Sponsored by Israeli Stage, noted Israeli playwright Joshua Sobol will be in the Boston area to present a series of lectures from March 20-31, with a world premiere of his new play to be performed on April 5. According to Guy Ben-Aharon, artistic director of Israeli stage, the 77 year old Sobol is “one of the most important voices in Israeli theater.”  He continues to create, according to Ben-Aharon, working in fringe theater as a matter of preference. “As a writer, he has a deep sense of political awareness,” said Ben-Aharon, “and his residency here is extremely timely because it addresses how theater can be a form of resistance.  He’s youthful, dynamic, funny, bold, and a provocateur.”

Author of many dramatic works, Sobol is perhaps best known for the so-called “Vilna Trilogy” and, in particular, its first part, “Ghetto,” set in Vilna, Lithuania during the darkest periods of World War II.  Based in fact, it focuses on the figure of Jakob Gens, the Jewish ghetto leader, fraught with ethical challenges, who tried to preserve the community by making it economically useful.  As a part of trying to normalize the lives of the inhabitants, he also founded a hugely popular theater in the ghetto.
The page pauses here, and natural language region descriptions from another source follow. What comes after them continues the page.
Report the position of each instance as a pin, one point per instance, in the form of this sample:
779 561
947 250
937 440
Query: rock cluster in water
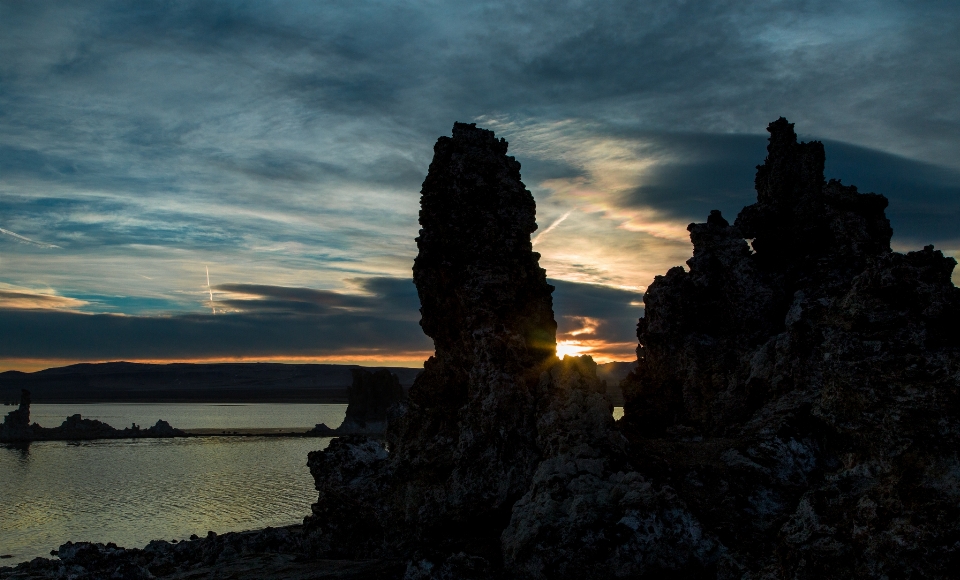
16 428
373 398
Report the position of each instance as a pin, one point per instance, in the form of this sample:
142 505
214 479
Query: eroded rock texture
16 424
800 392
16 428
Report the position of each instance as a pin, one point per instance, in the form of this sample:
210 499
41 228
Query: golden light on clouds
583 340
589 232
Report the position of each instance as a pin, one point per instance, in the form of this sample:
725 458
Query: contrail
550 227
27 240
209 289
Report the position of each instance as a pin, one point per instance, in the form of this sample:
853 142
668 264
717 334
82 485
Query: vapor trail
209 289
27 240
550 228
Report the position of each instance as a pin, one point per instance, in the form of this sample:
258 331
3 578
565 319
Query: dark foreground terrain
794 412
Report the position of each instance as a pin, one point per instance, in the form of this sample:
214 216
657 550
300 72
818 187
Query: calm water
134 491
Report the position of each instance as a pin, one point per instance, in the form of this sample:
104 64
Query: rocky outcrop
16 424
374 397
798 386
793 412
17 428
465 449
272 553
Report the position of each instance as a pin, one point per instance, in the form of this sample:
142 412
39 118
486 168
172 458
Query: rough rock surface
793 413
17 428
465 448
373 398
16 424
271 553
802 396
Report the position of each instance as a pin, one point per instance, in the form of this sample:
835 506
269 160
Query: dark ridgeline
793 413
16 424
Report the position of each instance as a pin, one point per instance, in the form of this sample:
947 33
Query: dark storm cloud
703 172
48 334
268 321
288 140
390 298
615 311
276 321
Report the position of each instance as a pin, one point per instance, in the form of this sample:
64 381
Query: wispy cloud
27 240
551 227
23 298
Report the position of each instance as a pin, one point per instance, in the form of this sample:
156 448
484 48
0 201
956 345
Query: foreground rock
16 428
272 553
466 448
802 397
373 398
507 460
793 413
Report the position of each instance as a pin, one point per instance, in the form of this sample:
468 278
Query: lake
131 491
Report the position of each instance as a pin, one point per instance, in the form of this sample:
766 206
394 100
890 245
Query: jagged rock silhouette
802 397
793 413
“The play is about the function of theater as a means of spiritual resistance,” says Sobol. “It helped to raise the morale of the people, even though it was clear that the Nazi project was to exterminate the Jews.”

In the late 1980s, Sobol’s play “The Jerusalem Syndrome” called into question the wisdom of the Second Temple era armed revolt in Israel by the Zealots against the Romans.  The play created such a backlash in Israel that Sobol was forced to step down as artistic director of the Haifa Theater.
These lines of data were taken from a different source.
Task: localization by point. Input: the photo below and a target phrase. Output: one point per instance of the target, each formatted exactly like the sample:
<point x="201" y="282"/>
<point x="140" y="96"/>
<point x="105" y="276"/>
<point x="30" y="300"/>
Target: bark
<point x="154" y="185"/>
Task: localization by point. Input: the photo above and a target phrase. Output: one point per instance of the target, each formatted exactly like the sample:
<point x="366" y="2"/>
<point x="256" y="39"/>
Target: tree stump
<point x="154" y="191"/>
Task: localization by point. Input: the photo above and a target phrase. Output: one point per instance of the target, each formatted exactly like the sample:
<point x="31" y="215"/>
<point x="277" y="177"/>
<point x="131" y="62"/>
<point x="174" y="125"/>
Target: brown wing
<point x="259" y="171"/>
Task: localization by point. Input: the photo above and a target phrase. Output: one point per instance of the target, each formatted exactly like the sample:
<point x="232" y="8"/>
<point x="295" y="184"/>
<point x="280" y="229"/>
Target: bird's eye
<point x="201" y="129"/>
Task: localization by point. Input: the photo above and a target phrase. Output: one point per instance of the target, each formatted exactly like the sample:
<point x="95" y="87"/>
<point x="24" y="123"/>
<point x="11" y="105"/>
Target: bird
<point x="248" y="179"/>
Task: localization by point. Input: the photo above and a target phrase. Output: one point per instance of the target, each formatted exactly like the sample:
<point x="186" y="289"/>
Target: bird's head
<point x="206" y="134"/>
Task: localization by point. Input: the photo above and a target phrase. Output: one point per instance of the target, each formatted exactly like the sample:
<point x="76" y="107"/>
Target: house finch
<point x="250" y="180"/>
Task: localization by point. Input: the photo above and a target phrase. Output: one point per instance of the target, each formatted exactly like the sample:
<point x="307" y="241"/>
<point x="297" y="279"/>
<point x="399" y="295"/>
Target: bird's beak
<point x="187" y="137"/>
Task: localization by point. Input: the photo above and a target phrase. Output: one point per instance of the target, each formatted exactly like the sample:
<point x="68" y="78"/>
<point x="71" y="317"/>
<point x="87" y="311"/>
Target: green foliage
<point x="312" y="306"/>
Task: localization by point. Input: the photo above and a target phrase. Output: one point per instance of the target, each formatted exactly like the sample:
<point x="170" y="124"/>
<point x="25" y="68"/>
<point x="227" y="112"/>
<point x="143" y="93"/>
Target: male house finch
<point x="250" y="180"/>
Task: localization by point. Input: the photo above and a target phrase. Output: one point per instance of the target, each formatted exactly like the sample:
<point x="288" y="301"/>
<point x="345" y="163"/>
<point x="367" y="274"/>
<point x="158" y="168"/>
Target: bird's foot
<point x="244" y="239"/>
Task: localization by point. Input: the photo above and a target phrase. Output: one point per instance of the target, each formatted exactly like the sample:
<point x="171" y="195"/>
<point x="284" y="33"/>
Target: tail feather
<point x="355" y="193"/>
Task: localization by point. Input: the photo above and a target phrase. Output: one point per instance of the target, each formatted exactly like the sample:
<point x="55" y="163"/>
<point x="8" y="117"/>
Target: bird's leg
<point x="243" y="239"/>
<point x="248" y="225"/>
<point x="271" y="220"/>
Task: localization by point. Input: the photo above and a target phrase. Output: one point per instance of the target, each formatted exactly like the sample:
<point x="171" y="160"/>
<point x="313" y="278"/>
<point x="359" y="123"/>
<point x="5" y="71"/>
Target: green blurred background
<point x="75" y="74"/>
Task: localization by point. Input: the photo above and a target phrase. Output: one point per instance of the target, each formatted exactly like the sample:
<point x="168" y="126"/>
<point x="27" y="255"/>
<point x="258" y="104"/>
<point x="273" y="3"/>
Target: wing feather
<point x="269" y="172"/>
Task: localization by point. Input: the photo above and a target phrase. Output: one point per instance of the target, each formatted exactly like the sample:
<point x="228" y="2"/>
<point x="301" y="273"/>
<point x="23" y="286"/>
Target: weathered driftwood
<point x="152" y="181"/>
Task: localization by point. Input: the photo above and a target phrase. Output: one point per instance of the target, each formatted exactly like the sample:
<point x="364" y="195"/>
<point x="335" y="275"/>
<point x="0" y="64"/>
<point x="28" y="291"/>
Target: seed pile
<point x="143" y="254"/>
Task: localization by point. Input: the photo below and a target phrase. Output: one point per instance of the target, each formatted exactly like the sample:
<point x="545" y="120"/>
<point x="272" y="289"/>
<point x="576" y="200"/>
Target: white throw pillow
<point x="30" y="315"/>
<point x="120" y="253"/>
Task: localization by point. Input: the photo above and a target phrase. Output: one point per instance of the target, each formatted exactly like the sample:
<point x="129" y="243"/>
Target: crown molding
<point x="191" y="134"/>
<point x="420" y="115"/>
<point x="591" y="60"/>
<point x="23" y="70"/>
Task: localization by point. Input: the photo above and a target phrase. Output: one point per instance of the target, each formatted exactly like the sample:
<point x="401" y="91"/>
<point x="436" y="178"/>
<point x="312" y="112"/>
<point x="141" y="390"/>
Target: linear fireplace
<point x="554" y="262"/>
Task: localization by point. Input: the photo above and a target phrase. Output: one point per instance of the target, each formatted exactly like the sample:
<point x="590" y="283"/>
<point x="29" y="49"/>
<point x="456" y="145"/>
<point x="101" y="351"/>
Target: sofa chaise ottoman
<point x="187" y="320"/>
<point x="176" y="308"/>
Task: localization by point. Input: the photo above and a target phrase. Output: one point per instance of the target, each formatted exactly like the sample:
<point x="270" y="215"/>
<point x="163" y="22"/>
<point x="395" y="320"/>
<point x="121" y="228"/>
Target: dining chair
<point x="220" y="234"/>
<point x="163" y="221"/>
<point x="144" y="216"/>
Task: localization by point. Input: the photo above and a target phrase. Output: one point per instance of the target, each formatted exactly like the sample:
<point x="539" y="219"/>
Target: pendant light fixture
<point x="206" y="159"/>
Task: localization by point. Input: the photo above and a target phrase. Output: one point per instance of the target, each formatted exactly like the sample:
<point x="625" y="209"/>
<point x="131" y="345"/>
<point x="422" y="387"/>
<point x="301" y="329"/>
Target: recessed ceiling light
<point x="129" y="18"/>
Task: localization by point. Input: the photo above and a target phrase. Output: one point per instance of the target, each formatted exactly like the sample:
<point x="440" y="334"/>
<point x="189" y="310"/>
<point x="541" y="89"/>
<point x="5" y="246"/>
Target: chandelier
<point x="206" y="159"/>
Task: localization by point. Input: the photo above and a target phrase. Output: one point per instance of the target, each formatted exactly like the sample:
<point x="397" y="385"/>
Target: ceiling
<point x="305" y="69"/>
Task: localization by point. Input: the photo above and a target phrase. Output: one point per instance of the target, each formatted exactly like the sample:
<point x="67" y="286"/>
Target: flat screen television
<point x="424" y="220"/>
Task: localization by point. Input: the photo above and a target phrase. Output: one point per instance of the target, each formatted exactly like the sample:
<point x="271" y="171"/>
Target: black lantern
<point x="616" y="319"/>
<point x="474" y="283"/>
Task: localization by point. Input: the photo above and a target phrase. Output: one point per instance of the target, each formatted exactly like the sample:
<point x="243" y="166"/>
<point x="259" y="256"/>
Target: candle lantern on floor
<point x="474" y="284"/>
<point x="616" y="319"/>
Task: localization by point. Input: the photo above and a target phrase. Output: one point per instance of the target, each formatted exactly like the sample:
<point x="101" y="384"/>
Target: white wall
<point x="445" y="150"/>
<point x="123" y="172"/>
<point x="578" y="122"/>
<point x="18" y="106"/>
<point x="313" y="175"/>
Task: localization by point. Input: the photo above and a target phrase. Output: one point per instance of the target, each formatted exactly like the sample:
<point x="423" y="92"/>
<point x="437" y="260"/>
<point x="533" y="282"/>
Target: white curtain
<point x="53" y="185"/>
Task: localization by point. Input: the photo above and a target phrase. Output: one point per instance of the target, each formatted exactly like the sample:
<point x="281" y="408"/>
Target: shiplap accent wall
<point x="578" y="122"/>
“There is a tendency in our collective history and subconscious towards self-destruction that manifests itself as zealotry and fanaticism,” Sobol continues.  “I feel that the same thing influences Israel today, which is why I wrote ‘The Jerusalem Syndrome.’  The result was a huge blow-up because the extreme right wing was opposed to that interpretation of our history.”

Jeremiah Kissel, a well-known Boston-based actor who recently gave command performances as Bernie Madoff in “Imagining Madoff” and as Tevye in “Fiddler on the Roof” at the New Repertory Theater, will perform with several other actors in a staged reading of a world premiere of the brand new Joshua Sobol play “David.King” directed by Guy Ben-Aharon, at Wellesley College on April 5.

“David. King,” according to Sobol, is based on the biblical story of David and Saul and reflects on the nature of ethical leadership which, in David’s case, involves considerable self-reflection and humility.  “At the end of his life, David abdicates the crown and gives it to his son, Solomon, who says, in response, ‘but, Father you’re the King,” to which David responds modestly “what does it mean to be a king, and what’s the importance of power?”

Concerned with the examples of just the opposite in the contemporary world, Sobol observes that “when the government starts to change the laws to suppress criticism or opposition, there’s the danger of fascism, which is about paranoia, about stirring up all kinds of fears among different sectors of society, according to the idea of divide and rule.”

Concurrent with Sobol’s residency, New Repertory Theater will be presenting a fully staged production of his play “Sinners” about the consequences of a forbidden relationship set in an unspecified Muslim country.

For more details of Sobol’s residency visit IsraeliStage.com.

One Response

  1. A characteristically insightful, illuminating examination of a contemporary artist by Munitz. He illuminates the cultural and historical background against which Sobol works and successfully reveals his appeal to the concerned Israeli and Jew of our times and, in truth, to all for whom openness and dialogue are existential virtues in society. Kudos to Munitz or as I prefer to say, “Yashar Koach!”